Tintin original drawing sells for record £1.9m

An original black and white drawing of Tintin sold for €2,158,000 (~£1,900,000) at the Artcurial auction house in Paris last week, confirming the comic book detective still holds tremendous value.

Tintin in America (1942) © HERGÉ/ TINTINIMAGINATIO 2023

The drawing was made using Indian ink, graphite, and blue pencil by Belgian cartoonist Hergé (born Georges Remi). Last week’s sale sets the world record for the famed artist’s most valuable original black-and-white drawing.

Titled Tintin in America and dating back to 1942, the drawing was used for the colour edition of the 1946 book of the same name. 

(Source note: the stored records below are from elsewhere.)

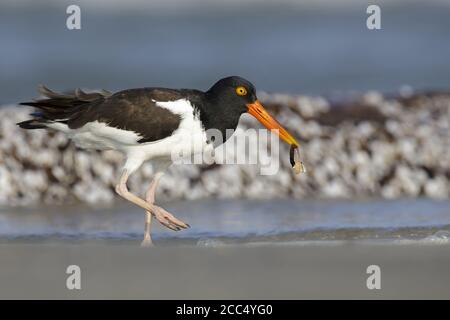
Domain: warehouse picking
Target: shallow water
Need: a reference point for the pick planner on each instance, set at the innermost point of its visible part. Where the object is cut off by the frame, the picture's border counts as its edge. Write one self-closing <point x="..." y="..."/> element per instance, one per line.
<point x="238" y="222"/>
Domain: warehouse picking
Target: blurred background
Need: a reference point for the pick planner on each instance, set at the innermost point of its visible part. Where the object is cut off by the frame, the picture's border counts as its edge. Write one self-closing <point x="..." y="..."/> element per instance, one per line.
<point x="371" y="108"/>
<point x="287" y="46"/>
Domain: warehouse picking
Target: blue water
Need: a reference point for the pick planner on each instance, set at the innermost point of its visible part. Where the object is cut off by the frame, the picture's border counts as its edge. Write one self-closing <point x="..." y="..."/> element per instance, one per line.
<point x="242" y="221"/>
<point x="294" y="49"/>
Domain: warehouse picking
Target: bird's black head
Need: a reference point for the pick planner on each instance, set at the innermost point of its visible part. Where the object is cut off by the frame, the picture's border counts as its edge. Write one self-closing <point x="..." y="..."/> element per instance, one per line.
<point x="232" y="96"/>
<point x="234" y="93"/>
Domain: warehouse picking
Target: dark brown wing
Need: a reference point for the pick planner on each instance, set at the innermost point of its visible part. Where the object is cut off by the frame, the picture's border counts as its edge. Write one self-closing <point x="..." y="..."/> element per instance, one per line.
<point x="133" y="110"/>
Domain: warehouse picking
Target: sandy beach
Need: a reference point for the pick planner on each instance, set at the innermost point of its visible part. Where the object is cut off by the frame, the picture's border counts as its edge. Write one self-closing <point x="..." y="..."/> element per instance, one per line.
<point x="321" y="271"/>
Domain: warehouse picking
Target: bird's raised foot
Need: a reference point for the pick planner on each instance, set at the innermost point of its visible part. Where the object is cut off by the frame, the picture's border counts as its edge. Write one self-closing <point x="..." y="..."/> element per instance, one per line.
<point x="147" y="242"/>
<point x="169" y="220"/>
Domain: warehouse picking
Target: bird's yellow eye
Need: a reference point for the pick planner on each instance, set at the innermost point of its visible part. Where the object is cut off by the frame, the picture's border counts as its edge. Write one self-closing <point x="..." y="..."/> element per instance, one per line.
<point x="241" y="91"/>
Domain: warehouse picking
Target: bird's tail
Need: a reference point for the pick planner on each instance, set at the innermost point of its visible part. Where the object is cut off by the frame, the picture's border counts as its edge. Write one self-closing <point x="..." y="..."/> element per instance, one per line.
<point x="58" y="107"/>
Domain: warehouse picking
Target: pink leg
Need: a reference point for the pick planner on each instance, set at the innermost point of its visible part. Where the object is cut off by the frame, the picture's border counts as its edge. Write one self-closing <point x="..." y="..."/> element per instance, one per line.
<point x="164" y="217"/>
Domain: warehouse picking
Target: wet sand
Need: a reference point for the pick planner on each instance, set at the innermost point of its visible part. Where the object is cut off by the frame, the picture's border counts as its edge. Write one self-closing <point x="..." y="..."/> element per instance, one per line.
<point x="327" y="270"/>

Artcurial has a history of selling Tintin works. In early 2021, it sold a rejected Tintin cover for a total of $3.8m, including the buyer’s premium. That watercolour work dated back to 1936, depicting Tintin and his dog Snowy hiding in a porcelain jar during their travels in China, set during the Japanese invasion of 1931. 

The 2021 sale broke the world record for a comic book work of art. 

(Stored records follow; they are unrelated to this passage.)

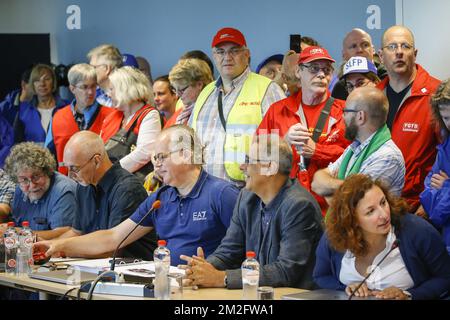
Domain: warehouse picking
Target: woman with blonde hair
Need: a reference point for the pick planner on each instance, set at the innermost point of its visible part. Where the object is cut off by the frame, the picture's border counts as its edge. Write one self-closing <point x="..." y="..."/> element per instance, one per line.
<point x="188" y="77"/>
<point x="435" y="198"/>
<point x="130" y="131"/>
<point x="33" y="118"/>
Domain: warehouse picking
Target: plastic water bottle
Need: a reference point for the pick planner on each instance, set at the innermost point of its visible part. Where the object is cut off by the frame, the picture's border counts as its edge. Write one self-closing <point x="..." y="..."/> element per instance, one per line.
<point x="250" y="277"/>
<point x="26" y="244"/>
<point x="11" y="244"/>
<point x="161" y="257"/>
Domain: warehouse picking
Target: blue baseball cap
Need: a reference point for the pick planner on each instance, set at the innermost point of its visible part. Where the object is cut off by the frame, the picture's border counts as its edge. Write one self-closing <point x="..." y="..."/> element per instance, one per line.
<point x="129" y="60"/>
<point x="275" y="57"/>
<point x="359" y="65"/>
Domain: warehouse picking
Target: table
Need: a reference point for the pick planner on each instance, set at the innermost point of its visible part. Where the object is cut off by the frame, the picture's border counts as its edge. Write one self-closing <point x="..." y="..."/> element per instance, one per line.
<point x="48" y="287"/>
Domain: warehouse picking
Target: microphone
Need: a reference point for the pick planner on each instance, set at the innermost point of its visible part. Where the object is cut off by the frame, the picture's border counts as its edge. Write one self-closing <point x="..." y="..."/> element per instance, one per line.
<point x="393" y="247"/>
<point x="301" y="163"/>
<point x="155" y="205"/>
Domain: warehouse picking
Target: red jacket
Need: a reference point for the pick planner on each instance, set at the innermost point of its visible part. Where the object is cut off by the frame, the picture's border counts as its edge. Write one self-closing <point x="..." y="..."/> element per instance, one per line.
<point x="331" y="144"/>
<point x="64" y="127"/>
<point x="414" y="132"/>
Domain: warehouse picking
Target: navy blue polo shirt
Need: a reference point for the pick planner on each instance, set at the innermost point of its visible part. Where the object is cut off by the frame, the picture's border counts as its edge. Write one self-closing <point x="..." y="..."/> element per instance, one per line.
<point x="199" y="219"/>
<point x="114" y="199"/>
<point x="56" y="208"/>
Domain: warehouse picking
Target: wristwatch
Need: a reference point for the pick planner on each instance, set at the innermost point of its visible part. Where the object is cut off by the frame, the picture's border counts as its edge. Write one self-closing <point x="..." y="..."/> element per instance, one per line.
<point x="408" y="294"/>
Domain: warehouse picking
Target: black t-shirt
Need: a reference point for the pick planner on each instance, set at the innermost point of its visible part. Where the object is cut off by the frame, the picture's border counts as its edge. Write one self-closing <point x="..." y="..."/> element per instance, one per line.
<point x="394" y="98"/>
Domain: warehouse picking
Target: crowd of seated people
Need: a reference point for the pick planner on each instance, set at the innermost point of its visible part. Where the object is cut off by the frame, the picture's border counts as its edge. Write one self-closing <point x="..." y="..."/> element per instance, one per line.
<point x="328" y="174"/>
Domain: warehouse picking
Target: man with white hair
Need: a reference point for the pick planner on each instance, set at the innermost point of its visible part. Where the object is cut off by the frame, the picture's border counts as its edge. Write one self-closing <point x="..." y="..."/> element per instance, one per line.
<point x="195" y="209"/>
<point x="274" y="216"/>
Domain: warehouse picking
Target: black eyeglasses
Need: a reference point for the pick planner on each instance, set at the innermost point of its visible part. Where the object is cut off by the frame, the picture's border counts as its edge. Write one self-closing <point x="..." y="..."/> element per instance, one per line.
<point x="160" y="157"/>
<point x="76" y="169"/>
<point x="314" y="69"/>
<point x="27" y="181"/>
<point x="393" y="47"/>
<point x="180" y="92"/>
<point x="233" y="52"/>
<point x="350" y="110"/>
<point x="253" y="161"/>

Tintin’s value as a famous and commercial export continues long after The Adventures of Tintin was originally published. Former French leader Charles de Gaulle once famously said: “My only international rival is Tintin.”

tintin drawing herge

18th March 1981: Belgian cartoonist and creator of Tintin, Herge (George Remi) (1907 – 1983), welcomes his old Chinese friend Tchang back to Belgium after 46 years apart. Herge based a character in two of the Tin Tin books (‘The Blue Lotus’ and ‘Tintin In Tibet’) upon Tchang, a retired professor living in Shanghai. (Photo by Keystone/Getty Images)

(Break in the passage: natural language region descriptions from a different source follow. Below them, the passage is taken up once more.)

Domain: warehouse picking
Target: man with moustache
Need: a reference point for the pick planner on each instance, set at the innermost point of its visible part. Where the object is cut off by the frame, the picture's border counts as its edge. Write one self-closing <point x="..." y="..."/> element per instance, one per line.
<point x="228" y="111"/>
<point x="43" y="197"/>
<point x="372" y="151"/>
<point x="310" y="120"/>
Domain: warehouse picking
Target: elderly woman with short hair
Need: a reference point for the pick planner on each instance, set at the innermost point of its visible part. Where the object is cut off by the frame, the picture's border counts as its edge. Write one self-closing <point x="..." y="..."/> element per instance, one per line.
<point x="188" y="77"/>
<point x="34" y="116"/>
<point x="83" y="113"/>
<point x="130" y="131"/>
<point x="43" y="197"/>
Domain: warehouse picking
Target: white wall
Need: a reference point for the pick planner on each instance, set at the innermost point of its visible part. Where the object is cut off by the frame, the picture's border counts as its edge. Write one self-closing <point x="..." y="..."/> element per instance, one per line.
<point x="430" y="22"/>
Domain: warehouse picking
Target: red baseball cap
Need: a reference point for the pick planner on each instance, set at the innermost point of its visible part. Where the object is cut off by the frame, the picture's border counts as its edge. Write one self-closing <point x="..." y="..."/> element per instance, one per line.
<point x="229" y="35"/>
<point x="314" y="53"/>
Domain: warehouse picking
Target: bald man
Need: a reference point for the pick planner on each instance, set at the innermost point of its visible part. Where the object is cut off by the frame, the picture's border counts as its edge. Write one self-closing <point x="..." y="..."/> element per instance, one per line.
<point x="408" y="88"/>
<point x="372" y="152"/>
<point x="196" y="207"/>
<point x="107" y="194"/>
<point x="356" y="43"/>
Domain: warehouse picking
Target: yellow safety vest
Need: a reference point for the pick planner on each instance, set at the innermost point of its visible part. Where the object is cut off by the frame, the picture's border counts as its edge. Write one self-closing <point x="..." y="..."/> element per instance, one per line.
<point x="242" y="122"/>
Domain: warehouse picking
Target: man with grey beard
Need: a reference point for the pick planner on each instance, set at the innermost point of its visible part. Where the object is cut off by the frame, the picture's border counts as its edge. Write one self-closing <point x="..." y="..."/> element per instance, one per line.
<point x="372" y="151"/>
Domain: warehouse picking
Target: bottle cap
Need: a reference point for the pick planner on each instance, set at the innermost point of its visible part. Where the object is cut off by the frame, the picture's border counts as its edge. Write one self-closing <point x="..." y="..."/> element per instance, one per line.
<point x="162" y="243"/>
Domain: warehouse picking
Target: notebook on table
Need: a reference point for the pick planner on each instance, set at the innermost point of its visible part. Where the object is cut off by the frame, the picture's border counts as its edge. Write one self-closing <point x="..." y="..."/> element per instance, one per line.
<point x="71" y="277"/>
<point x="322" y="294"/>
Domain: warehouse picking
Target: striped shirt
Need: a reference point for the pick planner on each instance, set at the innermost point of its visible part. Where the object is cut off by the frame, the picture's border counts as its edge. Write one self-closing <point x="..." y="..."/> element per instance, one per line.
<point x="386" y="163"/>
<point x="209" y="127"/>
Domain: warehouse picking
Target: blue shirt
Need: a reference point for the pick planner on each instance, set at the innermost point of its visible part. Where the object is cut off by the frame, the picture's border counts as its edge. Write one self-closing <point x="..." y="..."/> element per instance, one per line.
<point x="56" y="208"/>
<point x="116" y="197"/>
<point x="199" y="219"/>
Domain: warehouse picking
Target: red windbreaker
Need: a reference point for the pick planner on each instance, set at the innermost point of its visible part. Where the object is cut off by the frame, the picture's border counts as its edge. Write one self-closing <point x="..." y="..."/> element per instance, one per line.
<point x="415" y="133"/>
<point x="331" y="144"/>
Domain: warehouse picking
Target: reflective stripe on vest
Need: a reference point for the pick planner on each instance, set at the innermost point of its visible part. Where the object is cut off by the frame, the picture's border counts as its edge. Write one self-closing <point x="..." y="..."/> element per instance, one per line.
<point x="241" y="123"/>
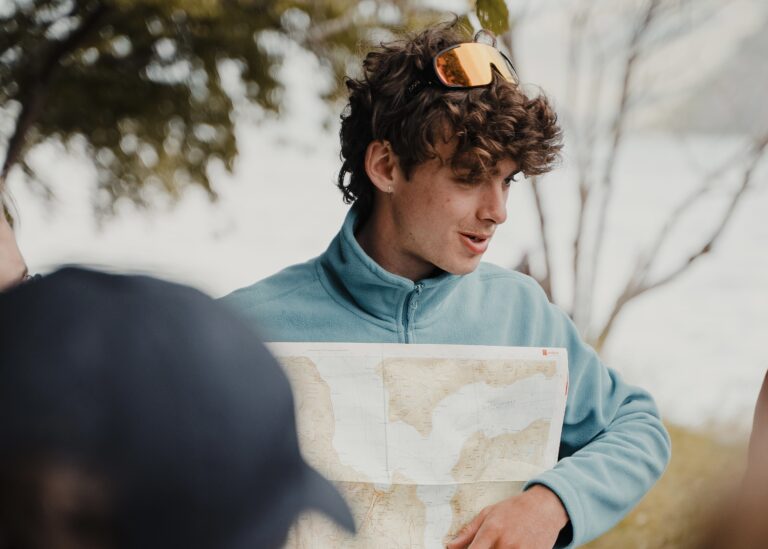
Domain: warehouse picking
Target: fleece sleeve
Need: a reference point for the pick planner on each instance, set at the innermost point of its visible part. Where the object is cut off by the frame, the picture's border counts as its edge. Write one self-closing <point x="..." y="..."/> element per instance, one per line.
<point x="613" y="447"/>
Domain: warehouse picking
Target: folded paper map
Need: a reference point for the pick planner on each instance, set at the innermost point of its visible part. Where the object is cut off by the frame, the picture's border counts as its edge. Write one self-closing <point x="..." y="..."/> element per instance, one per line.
<point x="419" y="438"/>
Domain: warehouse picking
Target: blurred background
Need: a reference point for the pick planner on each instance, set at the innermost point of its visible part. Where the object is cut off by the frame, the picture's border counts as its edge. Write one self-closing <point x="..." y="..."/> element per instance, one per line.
<point x="197" y="140"/>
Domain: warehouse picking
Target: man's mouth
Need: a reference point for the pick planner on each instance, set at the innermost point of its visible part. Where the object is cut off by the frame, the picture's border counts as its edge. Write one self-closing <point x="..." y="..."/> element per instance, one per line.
<point x="477" y="243"/>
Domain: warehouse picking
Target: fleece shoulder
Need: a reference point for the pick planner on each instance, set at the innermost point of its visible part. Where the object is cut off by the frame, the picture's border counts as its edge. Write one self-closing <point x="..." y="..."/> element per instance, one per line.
<point x="276" y="286"/>
<point x="528" y="284"/>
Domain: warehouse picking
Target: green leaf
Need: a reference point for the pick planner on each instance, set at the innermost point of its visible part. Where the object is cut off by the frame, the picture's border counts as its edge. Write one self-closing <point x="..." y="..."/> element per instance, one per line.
<point x="493" y="15"/>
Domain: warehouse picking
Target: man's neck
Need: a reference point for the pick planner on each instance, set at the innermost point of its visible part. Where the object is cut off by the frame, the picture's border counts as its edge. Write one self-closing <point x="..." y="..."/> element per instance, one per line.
<point x="377" y="236"/>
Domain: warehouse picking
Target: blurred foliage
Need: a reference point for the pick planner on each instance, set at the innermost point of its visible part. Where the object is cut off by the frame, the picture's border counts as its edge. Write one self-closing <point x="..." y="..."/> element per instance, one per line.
<point x="493" y="15"/>
<point x="677" y="513"/>
<point x="138" y="83"/>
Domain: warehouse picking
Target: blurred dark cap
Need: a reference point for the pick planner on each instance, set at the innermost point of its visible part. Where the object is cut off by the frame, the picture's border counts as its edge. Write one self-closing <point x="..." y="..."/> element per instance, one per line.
<point x="169" y="396"/>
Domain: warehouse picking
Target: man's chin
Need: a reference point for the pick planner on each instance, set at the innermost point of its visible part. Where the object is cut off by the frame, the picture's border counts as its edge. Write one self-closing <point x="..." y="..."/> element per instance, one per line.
<point x="462" y="268"/>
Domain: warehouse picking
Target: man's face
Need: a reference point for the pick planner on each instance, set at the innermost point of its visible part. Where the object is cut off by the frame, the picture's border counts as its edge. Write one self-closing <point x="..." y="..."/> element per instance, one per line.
<point x="439" y="220"/>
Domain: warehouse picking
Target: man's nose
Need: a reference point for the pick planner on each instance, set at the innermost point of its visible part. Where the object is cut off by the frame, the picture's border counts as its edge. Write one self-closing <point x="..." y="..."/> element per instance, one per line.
<point x="493" y="205"/>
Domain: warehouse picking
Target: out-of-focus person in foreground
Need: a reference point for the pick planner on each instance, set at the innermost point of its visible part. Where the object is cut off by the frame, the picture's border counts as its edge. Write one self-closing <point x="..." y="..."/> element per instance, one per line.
<point x="12" y="266"/>
<point x="741" y="521"/>
<point x="140" y="414"/>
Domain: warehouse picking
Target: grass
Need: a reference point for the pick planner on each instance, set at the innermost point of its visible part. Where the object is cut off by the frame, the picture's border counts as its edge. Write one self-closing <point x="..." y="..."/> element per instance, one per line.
<point x="676" y="511"/>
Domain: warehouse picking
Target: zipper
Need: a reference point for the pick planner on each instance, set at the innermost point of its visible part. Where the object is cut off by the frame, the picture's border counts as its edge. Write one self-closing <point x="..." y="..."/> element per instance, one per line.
<point x="411" y="303"/>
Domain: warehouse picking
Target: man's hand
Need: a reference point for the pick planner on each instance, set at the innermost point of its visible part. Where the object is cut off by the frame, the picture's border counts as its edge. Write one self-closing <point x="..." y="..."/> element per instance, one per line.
<point x="531" y="520"/>
<point x="12" y="266"/>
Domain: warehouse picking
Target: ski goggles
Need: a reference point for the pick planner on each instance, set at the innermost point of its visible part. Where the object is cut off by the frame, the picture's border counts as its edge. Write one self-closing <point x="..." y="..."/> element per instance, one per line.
<point x="471" y="64"/>
<point x="466" y="65"/>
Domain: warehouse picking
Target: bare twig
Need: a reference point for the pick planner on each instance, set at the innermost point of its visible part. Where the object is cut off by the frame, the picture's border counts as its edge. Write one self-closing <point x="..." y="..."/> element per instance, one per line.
<point x="637" y="284"/>
<point x="617" y="133"/>
<point x="585" y="161"/>
<point x="546" y="280"/>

More recently, the Tintin comics have attracted criticism. The depiction of African characters in 1930’s Tintin in the Congo is decried as overtly racist, showing the Belgian boy detective “civilising the natives”, while Tintin in the Land of the Soviets is, according to The Atlantic, “so transparent in its anti-communist propaganda that Hergé himself tried to suppress its publication in later years.”

The depiction of Native Americans, as seen in the 1942 drawing, is more nuanced. Hergé diverged from the widely perpetuated stereotype of savages, treating them with sympathy. He also insisted on keeping a scene where Blackfoot Native Americans were forced from their land by Americans, despite facing pressure from US publishers to remove it. According to biographer Pierre Assouline, this was the “strongest political statement” in the entire Tintin series.

Critics say the Native Americans are nonetheless shown to be gullible and naïve, like the Congolese.